Paul Sanjoy K, Ling Joanna, Samanta Mayukh, Montvida Olga
Melbourne EpiCentre, University of Melbourne and Melbourne Health, Melbourne, Australia.
Royal Melbourne Institute of Technology, Melbourne, Australia.
J Healthc Inform Res. 2022 Sep 10;6(4):385-400. doi: 10.1007/s41666-022-00119-w. eCollection 2022 Dec.
Evaluating appropriate methodologies for imputation of missing outcome data from electronic medical records (EMRs) is crucial but lacking for observational studies. Using US EMR in people with type 2 diabetes treated over 12 and 24 months with dipeptidyl peptidase 4 inhibitors (DPP-4i, = 38,483) and glucagon-like peptide 1 receptor agonists (GLP-1RA, = 8,977), predictors of missingness of disease biomarker (HbA1c) were explored. Robustness of multiple imputation (MI) by chained equations, two-fold MI (MI-2F) and MI with Monte Carlo Markov Chain were compared to complete case analyses for drawing inferences. Compared to younger people (age quartile Q1), those in age quartile Q3 and Q4 were less likely to have missing HbA1c by 25-32% (range of OR CI: 0.55-0.88) at 6-month follow-up and by 26-39% (range of OR CI: 0.50-0.80) at 12-month follow-up. People with HbA1c ≥ 7.5% at baseline were 12% (OR CI: 0.83, 0.93) and 14% (OR CI: 0.77, 0.97) less likely to have missing data at 6-month follow-up in the DPP-4i and GLP-1RA groups, respectively. All imputation methods provided similar HbA1c distributions during follow-up as observed with complete case analyses. The clinical inferences based on absolute change in HbA1c and by proportion of people reducing HbA1c to a clinically acceptable level (≤ 7%) were also similar between imputed data and complete case analyses. MI-2F method provided marginally smaller mean difference between observed and imputed data with relatively smaller standard error of difference, compared to other methods, while evaluating for consistency through artificial within-sample analyses. The established MI techniques can be reliably employed for missing outcome data imputations in large EMR-based relational databases, leading to efficiently designing and drawing robust clinical inferences in pharmaco-epidemiological studies.

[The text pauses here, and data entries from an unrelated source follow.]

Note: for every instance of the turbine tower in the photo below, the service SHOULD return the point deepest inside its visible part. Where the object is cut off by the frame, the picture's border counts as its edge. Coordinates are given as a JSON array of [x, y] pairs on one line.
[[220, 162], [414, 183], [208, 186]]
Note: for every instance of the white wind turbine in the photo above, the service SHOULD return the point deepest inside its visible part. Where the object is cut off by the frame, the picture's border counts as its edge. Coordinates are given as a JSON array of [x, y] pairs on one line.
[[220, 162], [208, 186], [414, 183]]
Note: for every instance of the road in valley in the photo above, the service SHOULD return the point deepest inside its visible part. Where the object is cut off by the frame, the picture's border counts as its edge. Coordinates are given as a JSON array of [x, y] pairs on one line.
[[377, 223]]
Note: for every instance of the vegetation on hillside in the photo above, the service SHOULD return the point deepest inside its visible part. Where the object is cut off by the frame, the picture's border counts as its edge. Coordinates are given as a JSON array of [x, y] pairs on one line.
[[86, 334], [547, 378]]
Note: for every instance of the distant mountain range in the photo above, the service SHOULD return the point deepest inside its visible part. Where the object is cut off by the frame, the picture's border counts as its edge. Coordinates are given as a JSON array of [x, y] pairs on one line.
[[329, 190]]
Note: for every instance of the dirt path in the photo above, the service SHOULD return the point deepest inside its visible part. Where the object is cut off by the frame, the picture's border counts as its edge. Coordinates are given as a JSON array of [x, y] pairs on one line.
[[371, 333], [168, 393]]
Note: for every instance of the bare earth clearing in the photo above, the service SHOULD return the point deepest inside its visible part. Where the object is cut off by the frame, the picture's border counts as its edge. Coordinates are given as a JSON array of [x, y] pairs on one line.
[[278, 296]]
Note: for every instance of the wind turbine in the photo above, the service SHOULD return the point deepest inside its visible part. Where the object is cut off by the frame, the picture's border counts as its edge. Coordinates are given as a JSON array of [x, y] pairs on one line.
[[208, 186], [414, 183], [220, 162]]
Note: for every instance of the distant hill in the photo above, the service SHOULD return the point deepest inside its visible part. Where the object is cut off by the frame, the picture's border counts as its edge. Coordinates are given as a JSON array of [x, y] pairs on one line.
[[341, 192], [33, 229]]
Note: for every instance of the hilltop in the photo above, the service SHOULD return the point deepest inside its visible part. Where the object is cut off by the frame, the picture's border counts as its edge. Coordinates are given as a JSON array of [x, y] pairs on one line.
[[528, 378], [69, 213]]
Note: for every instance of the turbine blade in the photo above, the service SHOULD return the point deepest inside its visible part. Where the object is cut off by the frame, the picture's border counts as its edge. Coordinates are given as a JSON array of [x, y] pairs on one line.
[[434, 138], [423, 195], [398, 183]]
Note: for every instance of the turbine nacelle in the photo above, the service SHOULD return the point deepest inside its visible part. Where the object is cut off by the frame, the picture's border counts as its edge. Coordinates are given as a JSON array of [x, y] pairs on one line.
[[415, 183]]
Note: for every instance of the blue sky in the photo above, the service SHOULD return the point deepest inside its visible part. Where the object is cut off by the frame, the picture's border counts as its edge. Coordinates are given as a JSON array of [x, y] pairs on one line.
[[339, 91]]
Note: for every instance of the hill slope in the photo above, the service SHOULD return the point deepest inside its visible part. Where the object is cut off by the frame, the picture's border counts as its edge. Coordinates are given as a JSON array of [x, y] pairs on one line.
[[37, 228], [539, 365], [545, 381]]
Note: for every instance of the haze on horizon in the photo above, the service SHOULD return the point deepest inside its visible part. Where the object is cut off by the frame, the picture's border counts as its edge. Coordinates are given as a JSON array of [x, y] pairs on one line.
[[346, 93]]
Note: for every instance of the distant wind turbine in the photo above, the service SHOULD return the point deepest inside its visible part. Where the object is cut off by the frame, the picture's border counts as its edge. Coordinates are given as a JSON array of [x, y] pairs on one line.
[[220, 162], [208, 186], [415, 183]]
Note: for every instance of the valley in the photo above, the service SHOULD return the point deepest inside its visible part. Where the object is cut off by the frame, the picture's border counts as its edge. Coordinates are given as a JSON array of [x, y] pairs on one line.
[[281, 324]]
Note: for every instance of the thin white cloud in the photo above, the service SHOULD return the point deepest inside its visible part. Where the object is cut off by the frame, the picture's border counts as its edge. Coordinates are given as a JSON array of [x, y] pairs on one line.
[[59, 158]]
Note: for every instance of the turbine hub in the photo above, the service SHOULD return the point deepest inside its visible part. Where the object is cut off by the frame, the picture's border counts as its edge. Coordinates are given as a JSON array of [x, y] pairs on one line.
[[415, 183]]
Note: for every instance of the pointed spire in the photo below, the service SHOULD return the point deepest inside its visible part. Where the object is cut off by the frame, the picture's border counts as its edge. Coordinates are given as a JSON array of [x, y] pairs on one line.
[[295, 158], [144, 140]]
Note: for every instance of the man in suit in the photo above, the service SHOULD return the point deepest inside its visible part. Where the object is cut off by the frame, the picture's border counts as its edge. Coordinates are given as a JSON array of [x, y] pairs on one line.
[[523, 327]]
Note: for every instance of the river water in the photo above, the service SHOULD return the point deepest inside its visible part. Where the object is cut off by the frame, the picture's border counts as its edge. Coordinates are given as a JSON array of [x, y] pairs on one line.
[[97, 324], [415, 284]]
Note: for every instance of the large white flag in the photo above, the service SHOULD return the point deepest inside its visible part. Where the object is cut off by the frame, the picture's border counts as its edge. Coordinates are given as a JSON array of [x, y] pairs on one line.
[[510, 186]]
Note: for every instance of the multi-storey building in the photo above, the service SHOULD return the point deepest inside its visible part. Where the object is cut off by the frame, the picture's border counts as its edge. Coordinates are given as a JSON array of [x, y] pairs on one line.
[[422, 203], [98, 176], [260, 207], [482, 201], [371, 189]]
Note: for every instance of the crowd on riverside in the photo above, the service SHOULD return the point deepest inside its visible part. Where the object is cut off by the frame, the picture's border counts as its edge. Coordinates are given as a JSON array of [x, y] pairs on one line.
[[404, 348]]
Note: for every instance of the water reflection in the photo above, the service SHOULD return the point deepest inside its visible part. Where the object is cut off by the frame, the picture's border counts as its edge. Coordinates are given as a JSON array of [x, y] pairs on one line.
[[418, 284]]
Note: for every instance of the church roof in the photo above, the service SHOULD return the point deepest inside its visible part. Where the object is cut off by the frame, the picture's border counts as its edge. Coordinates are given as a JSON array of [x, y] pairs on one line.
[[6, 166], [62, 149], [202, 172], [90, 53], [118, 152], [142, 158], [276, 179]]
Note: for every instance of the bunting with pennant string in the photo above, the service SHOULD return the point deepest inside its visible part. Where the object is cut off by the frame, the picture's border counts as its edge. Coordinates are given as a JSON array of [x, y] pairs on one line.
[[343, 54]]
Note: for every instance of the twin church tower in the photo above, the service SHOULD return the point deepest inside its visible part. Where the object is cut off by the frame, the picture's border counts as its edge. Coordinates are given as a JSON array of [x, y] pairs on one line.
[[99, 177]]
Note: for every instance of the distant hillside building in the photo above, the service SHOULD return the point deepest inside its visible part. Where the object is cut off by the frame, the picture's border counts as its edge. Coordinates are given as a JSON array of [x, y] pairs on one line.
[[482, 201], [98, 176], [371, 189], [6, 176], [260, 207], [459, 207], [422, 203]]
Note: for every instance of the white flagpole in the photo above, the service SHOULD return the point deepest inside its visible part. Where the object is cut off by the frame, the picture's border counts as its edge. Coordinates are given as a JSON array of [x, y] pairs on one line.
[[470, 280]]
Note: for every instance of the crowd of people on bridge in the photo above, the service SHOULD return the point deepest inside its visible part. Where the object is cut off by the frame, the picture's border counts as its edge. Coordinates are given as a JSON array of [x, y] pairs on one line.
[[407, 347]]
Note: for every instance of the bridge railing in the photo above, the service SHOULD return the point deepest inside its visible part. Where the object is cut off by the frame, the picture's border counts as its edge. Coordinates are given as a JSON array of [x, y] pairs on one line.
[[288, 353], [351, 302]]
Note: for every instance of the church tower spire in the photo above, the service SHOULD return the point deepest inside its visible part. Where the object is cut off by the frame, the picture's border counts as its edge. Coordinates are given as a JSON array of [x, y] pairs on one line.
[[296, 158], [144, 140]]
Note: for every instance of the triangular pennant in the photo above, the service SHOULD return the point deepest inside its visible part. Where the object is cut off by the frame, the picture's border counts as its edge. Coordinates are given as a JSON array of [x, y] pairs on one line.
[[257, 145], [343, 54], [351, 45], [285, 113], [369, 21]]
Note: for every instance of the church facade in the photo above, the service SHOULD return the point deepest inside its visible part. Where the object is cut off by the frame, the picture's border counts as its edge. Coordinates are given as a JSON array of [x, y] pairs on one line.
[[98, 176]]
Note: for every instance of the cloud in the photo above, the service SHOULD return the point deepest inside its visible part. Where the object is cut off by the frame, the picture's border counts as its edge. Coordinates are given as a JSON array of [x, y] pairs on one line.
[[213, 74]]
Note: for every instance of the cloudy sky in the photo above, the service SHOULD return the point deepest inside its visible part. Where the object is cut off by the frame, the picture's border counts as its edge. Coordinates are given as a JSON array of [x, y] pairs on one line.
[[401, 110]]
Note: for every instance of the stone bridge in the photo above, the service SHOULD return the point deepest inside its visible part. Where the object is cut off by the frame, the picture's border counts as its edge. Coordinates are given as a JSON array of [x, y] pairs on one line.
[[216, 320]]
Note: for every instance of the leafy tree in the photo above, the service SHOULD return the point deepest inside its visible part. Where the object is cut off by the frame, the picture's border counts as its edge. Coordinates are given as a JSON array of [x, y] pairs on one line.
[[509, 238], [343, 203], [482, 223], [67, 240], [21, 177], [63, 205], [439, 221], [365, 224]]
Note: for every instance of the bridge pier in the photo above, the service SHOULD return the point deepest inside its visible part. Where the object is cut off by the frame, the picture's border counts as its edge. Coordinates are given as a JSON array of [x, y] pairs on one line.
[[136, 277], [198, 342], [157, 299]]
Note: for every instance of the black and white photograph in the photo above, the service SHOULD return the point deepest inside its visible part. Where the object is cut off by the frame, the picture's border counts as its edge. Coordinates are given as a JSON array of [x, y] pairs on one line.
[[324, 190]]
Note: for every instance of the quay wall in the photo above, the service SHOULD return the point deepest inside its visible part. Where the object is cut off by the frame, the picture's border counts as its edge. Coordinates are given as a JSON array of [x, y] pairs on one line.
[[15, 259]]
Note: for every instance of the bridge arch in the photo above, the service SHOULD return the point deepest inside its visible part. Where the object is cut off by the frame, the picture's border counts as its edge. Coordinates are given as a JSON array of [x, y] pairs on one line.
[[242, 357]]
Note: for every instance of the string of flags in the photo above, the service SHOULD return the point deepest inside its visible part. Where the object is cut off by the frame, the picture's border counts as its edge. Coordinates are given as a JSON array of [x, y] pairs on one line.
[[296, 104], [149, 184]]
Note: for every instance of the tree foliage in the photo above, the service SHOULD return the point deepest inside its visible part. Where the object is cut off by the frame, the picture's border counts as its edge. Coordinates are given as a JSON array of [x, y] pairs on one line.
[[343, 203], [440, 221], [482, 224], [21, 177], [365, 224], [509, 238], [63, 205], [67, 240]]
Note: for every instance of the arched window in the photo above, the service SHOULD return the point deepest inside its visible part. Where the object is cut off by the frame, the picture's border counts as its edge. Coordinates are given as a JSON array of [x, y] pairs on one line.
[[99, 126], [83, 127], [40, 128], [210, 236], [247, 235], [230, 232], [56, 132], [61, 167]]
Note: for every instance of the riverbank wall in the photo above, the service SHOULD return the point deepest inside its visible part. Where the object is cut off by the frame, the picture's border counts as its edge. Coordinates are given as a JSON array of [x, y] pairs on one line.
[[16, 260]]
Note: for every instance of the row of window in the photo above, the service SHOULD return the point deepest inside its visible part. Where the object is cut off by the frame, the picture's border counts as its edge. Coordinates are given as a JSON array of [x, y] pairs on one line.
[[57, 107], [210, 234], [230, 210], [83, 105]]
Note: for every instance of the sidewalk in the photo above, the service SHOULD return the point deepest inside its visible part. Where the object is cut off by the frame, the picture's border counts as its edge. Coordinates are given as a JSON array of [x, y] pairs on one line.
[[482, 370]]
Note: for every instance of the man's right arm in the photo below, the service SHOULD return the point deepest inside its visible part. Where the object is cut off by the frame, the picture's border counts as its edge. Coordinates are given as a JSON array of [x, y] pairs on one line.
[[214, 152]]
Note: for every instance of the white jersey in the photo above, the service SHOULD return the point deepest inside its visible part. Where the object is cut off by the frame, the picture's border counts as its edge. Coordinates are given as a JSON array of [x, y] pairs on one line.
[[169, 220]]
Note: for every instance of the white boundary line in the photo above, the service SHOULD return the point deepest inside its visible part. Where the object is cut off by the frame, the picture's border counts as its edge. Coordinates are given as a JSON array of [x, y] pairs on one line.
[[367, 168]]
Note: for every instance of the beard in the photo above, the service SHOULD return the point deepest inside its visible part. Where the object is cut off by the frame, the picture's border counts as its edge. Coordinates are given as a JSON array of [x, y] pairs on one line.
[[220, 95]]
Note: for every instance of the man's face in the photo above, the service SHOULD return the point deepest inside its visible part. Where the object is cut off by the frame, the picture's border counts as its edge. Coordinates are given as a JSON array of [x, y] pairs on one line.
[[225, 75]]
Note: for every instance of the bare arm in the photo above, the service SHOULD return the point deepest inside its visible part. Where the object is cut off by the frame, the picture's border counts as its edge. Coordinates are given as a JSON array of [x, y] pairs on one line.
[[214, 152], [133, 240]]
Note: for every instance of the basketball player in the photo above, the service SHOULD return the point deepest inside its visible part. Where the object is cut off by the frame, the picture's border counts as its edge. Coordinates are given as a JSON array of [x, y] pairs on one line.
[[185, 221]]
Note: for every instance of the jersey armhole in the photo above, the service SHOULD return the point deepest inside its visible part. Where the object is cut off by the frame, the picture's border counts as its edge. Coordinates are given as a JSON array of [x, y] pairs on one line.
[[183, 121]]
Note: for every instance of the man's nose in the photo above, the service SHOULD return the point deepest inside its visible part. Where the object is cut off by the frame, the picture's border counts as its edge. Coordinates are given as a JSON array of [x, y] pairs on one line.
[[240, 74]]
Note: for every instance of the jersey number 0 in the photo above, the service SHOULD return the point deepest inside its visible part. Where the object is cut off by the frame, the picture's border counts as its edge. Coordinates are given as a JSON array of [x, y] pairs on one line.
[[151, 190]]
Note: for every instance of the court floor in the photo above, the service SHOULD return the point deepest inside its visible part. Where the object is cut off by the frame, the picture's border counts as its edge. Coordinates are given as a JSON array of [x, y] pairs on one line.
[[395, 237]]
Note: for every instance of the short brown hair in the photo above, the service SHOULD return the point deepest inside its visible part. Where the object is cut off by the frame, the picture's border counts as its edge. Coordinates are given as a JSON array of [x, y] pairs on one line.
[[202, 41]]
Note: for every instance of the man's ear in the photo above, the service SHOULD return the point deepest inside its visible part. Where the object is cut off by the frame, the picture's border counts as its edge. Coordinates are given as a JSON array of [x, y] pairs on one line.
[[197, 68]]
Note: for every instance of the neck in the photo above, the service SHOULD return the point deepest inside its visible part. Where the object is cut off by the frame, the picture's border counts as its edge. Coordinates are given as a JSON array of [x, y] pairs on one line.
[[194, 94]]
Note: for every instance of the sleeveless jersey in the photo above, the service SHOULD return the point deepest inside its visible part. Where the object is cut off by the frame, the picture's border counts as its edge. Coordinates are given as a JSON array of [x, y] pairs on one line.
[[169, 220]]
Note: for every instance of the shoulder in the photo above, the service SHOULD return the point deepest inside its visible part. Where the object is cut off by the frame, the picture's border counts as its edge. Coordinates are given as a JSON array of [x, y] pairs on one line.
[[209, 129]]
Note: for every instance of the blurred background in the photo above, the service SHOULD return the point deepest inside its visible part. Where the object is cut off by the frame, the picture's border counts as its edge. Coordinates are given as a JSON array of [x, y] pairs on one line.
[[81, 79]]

The online version contains supplementary material available at 10.1007/s41666-022-00119-w.
评估从电子病历(EMR)中插补缺失结局数据的合适方法至关重要,但在观察性研究中却很缺乏。利用美国电子病历,对接受二肽基肽酶4抑制剂(DPP - 4i,n = 38483)和胰高血糖素样肽1受体激动剂(GLP - 1RA,n = 8977)治疗12个月和24个月的2型糖尿病患者,探索了疾病生物标志物(糖化血红蛋白,HbA1c)缺失的预测因素。比较了通过链式方程进行的多重插补(MI)、双重多重插补(MI - 2F)和蒙特卡洛马尔可夫链多重插补与完全病例分析在进行推断时的稳健性。与年轻人(年龄四分位数Q1)相比,年龄四分位数Q3和Q4的人在6个月随访时HbA1c缺失的可能性降低25 - 32%(OR CI范围:0.55 - 0.88),在12个月随访时降低26 - 39%(OR CI范围:0.50 - 0.80)。基线时HbA1c≥7.5%的人在DPP - 4i组和GLP - 1RA组6个月随访时数据缺失的可能性分别降低12%(OR CI:0.83,0.93)和14%(OR CI:0.77,0.97)。所有插补方法在随访期间提供的HbA1c分布与完全病例分析中观察到的相似。基于HbA1c绝对变化以及将HbA1c降至临床可接受水平(≤7%)的人群比例的临床推断在插补数据和完全病例分析之间也相似。与其他方法相比,MI - 2F方法在通过人工样本内分析评估一致性时,观察到的数据与插补数据之间的平均差异略小,差异的标准误差也相对较小。既定的多重插补技术可可靠地用于基于大型电子病历的关系数据库中缺失结局数据的插补,从而在药物流行病学研究中高效地设计并得出稳健的临床推断。
在线版本包含可在10.1007/s41666 - 022 - 00119 - w获取的补充材料。